Treatment for HIV-positive mothers after the quake a priority in Haiti
Diana Valcarcel, UNICEF
UNICEF correspondent Thomas Nybo reports on the situation facing one of the thousands of pregnant women living with HIV in Haiti after the earthquake.
PORT-AU-PRINCE, Haiti (March 3, 2010) – Jeanne* told her story sitting in a makeshift settlement in Port-au-Prince, the afternoon sun burning through the plastic walls of her tent.
Twenty-eight years old, HIV-positive and six months pregnant, Jeanne was walking home from the market on January 12, the day a powerful earthquake struck Haiti. Her first thought was for her unborn baby, and she broke her finger protecting herself from a falling wall. Jeanne lost almost everything in the earthquake: her father, her partner and her livelihood. But she didn't lose her baby.
"Have you thought about a name?" I asked her.
"No, I can't think. I haven't had the capacity to think after the earthquake. I am disturbed and confused," she said.
Another perilous loss
© UNICEF Haiti/2010/Valcarcel
Jeanne (not her real name) sits with UNICEF HIV/AIDS Specialist Mimi Tribie in a tent for displaced survivors of the earthquake in Port-au-Prince, Haiti.
Crucially, Jeanne also lost her vital anti-retroviral (ARV) treatment when her house was destroyed. Fortunately, some days later, she managed to receive the medication in a clinic. The treatment is given to prevent mother-to-child transmission of HIV. Interruption of ARV therapy has been a concern for many pregnant women living with HIV in Haiti after the earthquake.
Jeanne found out she was HIV-positive in June 2006. She learned about ARV treatment through SEROvie, a non-governmental organization supported by UNICEF, and started receiving treatment in a private clinic, where her confidentiality was ensured.
As she has now lost her job, Jeanne can't afford the treatment any longer. She fears going to the Port-au-Prince General Hospital for treatment and exposing her HIV-positive status publicly.
According to Haiti's Ministry of Health, there are 120,000 people living with HIV in the country. Some 63,000 of them are women, 7,000 are pregnant and 8,500 are children. The incidence of HIV among adolescents is alarmingly high—particularly among young girls, who are being infected at twice the rate of boys.
Preventing HIV transmission
© UNICEF Haiti/2010/Valcarcel
UNICEF HIV/AIDS Specialist Mimi Tribie (right) and Diana Valcárcel of UNICEF Spain in one of the tents that are being used as temporary offices for UNICEF in Haiti.

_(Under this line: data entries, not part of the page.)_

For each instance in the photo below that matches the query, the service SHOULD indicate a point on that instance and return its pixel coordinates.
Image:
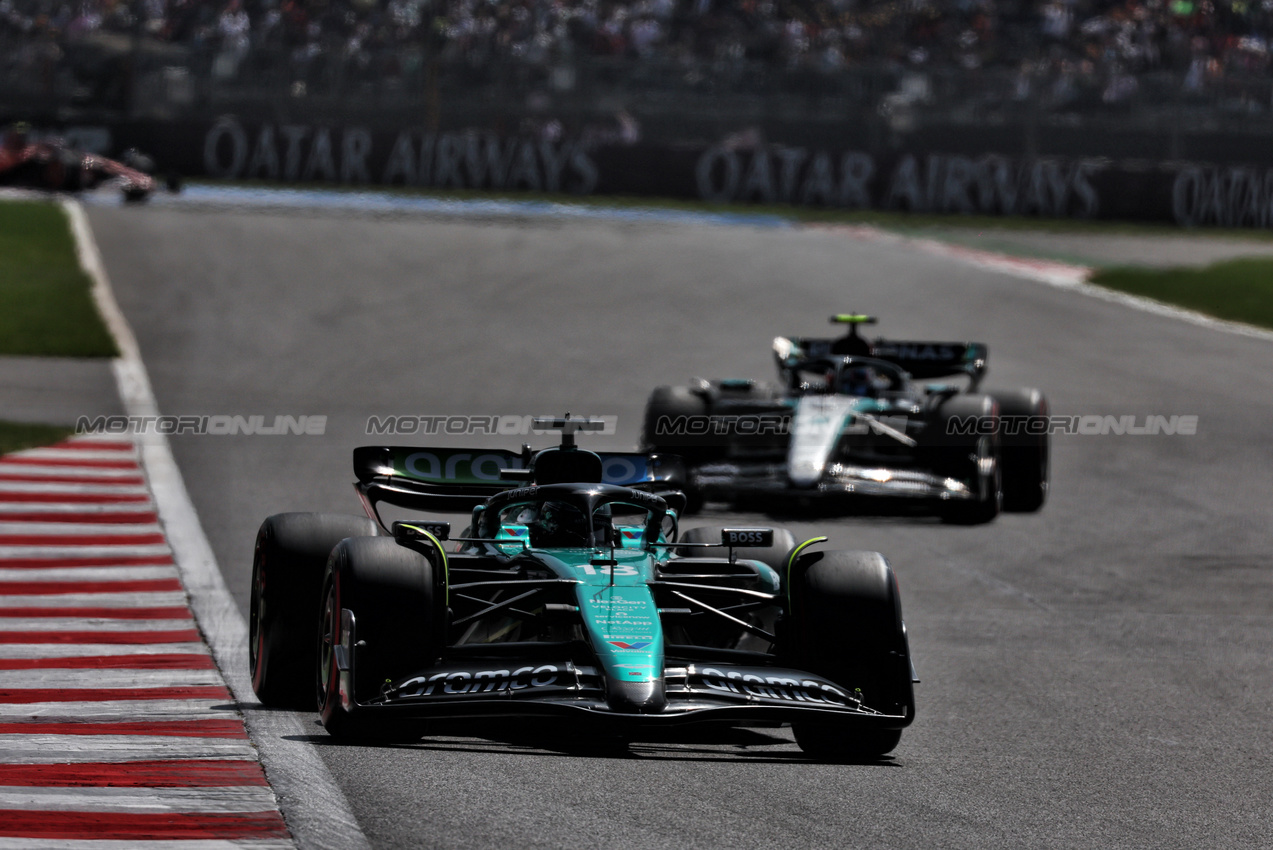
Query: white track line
(247, 798)
(57, 750)
(83, 551)
(89, 624)
(93, 678)
(73, 529)
(85, 573)
(85, 650)
(192, 844)
(166, 709)
(78, 489)
(161, 599)
(1044, 271)
(315, 807)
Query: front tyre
(381, 620)
(845, 624)
(287, 579)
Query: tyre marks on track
(116, 728)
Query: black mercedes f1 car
(849, 420)
(572, 594)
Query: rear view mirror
(415, 529)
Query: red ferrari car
(52, 166)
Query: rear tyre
(845, 625)
(1024, 449)
(287, 580)
(395, 597)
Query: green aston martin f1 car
(572, 594)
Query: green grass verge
(45, 302)
(15, 437)
(1240, 290)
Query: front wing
(696, 692)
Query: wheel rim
(256, 615)
(327, 640)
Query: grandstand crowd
(1199, 40)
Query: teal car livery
(572, 593)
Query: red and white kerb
(116, 728)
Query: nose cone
(635, 697)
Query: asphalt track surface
(1092, 676)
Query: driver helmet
(858, 381)
(559, 524)
(17, 136)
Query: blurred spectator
(1054, 48)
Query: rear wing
(458, 480)
(923, 359)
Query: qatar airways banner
(1187, 194)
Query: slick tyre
(287, 579)
(845, 624)
(382, 611)
(1024, 449)
(774, 556)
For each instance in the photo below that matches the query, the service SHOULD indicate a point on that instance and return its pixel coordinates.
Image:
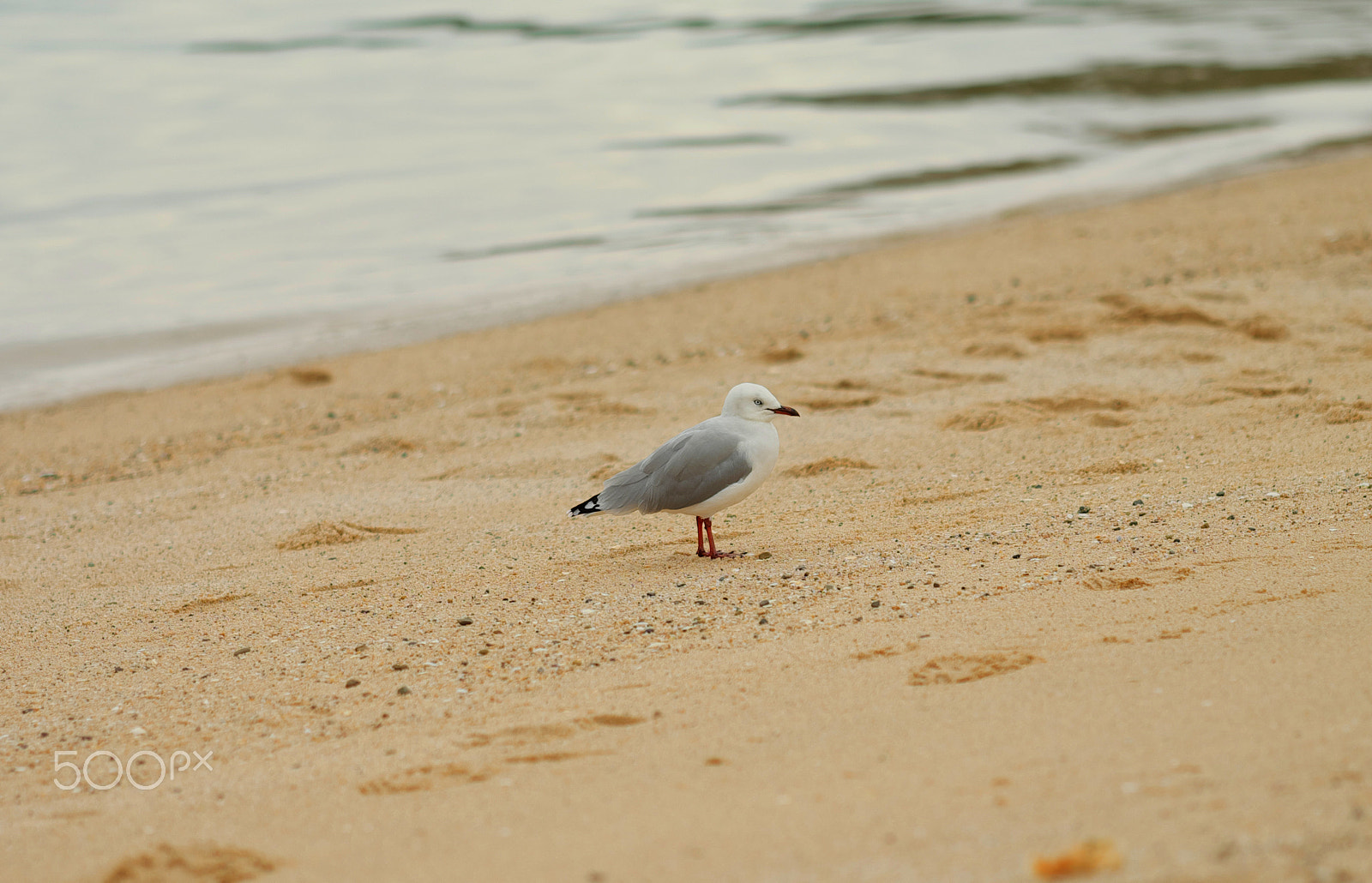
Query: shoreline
(155, 359)
(1063, 565)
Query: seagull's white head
(755, 402)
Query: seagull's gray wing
(689, 469)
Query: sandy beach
(1063, 571)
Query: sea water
(199, 188)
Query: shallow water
(190, 191)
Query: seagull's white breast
(761, 448)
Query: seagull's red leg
(713, 553)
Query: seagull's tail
(589, 508)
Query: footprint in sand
(1115, 583)
(833, 404)
(216, 864)
(827, 464)
(431, 775)
(420, 779)
(388, 446)
(960, 670)
(994, 350)
(334, 533)
(976, 420)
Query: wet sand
(1063, 569)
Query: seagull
(711, 466)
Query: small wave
(1177, 130)
(519, 249)
(297, 43)
(1122, 80)
(841, 192)
(747, 139)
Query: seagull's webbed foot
(704, 530)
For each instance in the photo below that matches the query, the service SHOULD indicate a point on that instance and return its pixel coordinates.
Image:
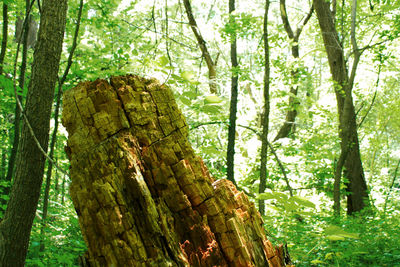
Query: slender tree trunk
(17, 223)
(265, 117)
(49, 171)
(63, 190)
(21, 82)
(55, 130)
(5, 37)
(350, 151)
(234, 101)
(3, 165)
(211, 64)
(289, 125)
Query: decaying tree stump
(142, 196)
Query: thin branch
(259, 135)
(369, 109)
(303, 23)
(285, 19)
(20, 104)
(211, 64)
(391, 186)
(149, 29)
(356, 51)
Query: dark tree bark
(21, 82)
(265, 117)
(55, 130)
(17, 223)
(5, 37)
(211, 64)
(142, 196)
(288, 126)
(350, 156)
(233, 104)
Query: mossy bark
(142, 196)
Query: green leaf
(273, 195)
(211, 109)
(317, 261)
(336, 232)
(303, 202)
(190, 94)
(187, 75)
(335, 237)
(212, 99)
(163, 61)
(185, 101)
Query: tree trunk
(5, 37)
(265, 117)
(288, 126)
(233, 104)
(55, 130)
(21, 82)
(350, 151)
(16, 226)
(211, 64)
(142, 196)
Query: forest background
(305, 146)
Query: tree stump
(142, 196)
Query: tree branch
(212, 74)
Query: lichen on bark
(142, 196)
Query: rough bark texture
(265, 117)
(5, 37)
(230, 153)
(18, 219)
(142, 196)
(211, 64)
(350, 150)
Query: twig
(259, 135)
(20, 104)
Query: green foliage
(63, 242)
(352, 241)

Since 2006, UNICEF, through the NGO Partners in Health, has been supporting a PMTCT (prevention of mother-to-child transmission) program in Haiti's Central Plateau, where over 2,000 women have been treated. The agency also supports a range of services, from infant diagnosis to pediatric and adolescent HIV/AIDS services, at the Gheskio Center, a major outpatient HIV/AIDS clinic in Port-au-Prince.
UNICEF is working to ensure that HIV-positive Haitians keep receiving medical care, and that those taking ARV drugs do not discontinue their treatment. It will continue to support the Ministry of Health in expanding PMTCT services, with a focus on rural areas. And it will remain actively involved in HIV-prevention activities targeting adolescents, in partnership with local NGOs.
For her part Jeanne will give birth in May. For her sake and the sake of that child, she hopes to continue receiving the treatment they so desperately need.